Esta bondad, sin embargo, exige en ciertos casos que el rétor aplique todos sus
conocimientos en el ocultamiento de la verdad, precisamente para cautelar la misma
bondad de su opinión sobre las cosas. Es en este plano donde la bondad del orator es
salvaguardada en virtud de la sagacidad y la astucia. Pero hay un límite que este orador no
puede sobrepasar, a saber; el hecho de que la estrategia termine por asfixiar la bondad
misma, símbolo del esplendor, la virtud, la sabiduría y el valor del rétor, en tanto guerrero
bien entrenado en las armas del discurso.

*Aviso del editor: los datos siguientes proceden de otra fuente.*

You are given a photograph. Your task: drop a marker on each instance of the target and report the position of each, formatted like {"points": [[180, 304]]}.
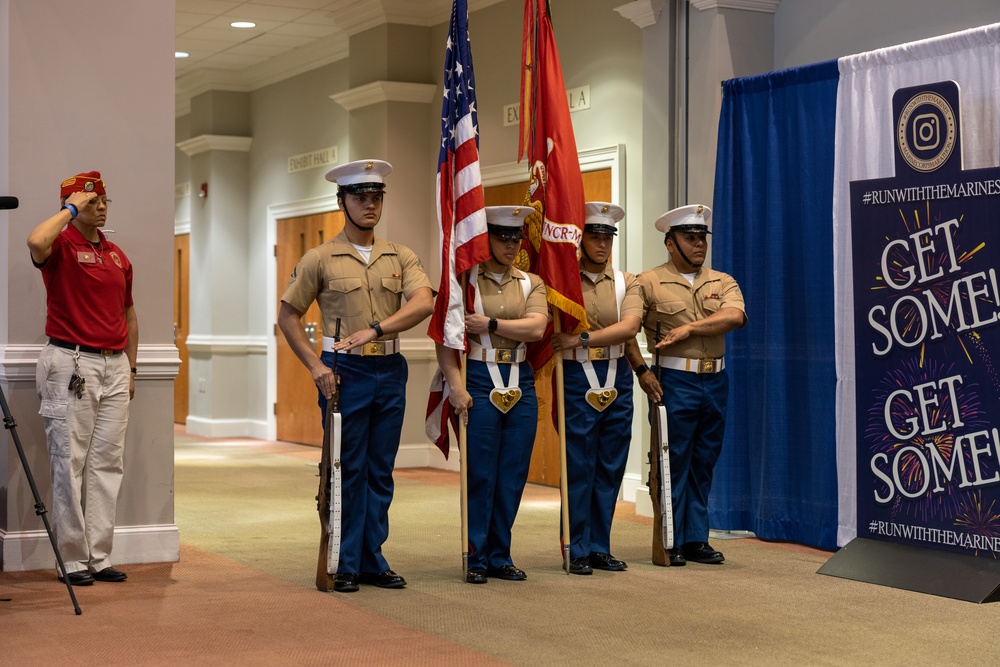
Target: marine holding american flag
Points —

De manera que la retórica no puede consistir para Quintiliano en vencer a toda
costa, ya que en este caso hay un precio que el buen orador no podría estar dispuesto a
pagar sin dejar de ser un orator, a saber: su calidad de vir bonus, donde, por una parte, vir
indica la fuerza, el tesón, la capacidad de sobreponerse en la lucha, la potencia que permite
sobrevivir y también ser derribado con dignidad, y, por otra parte, bonus, que representa la
garantía del decoro máximo en los pensamientos y las acciones, lo que le permite al orador
formarse como un sujeto capaz de ser admirado en tanto que es prudente, virtuoso y
confiable por la comunidad. Todo esto mediante el uso de la palabra bella y adecuada,
con lo que el buen orador puede conservar su calidad de dicendi peritus en el severo campo
de batalla donde campean, se lucen y a veces también mueren los argumentos.

17
Mi afirmación de la presencia en la visión de Quintiliano de una ética agonal, que eventualmente puede
implicar tanto una confrontación seria como lúdica, puede también ser refrendada desde la vinculación y la
tensión (pólemos) entre páthos y éthos. En efecto, el primero, según Quintiliano (cf. Inst. orat. VI, 2, 1 ss.),
describe las más violentas pasiones, en cambio el éthos se refiere, de un modo reflejo, a la forma de calmarlas,
con arte, como si en realidad se tratara de una lucha. Cf. para este aspecto Richard A. Lanham, A Handlist of
Rhetorical Terms, University of California Press, 1991, p. 111, donde Páthos es traducido como emotion.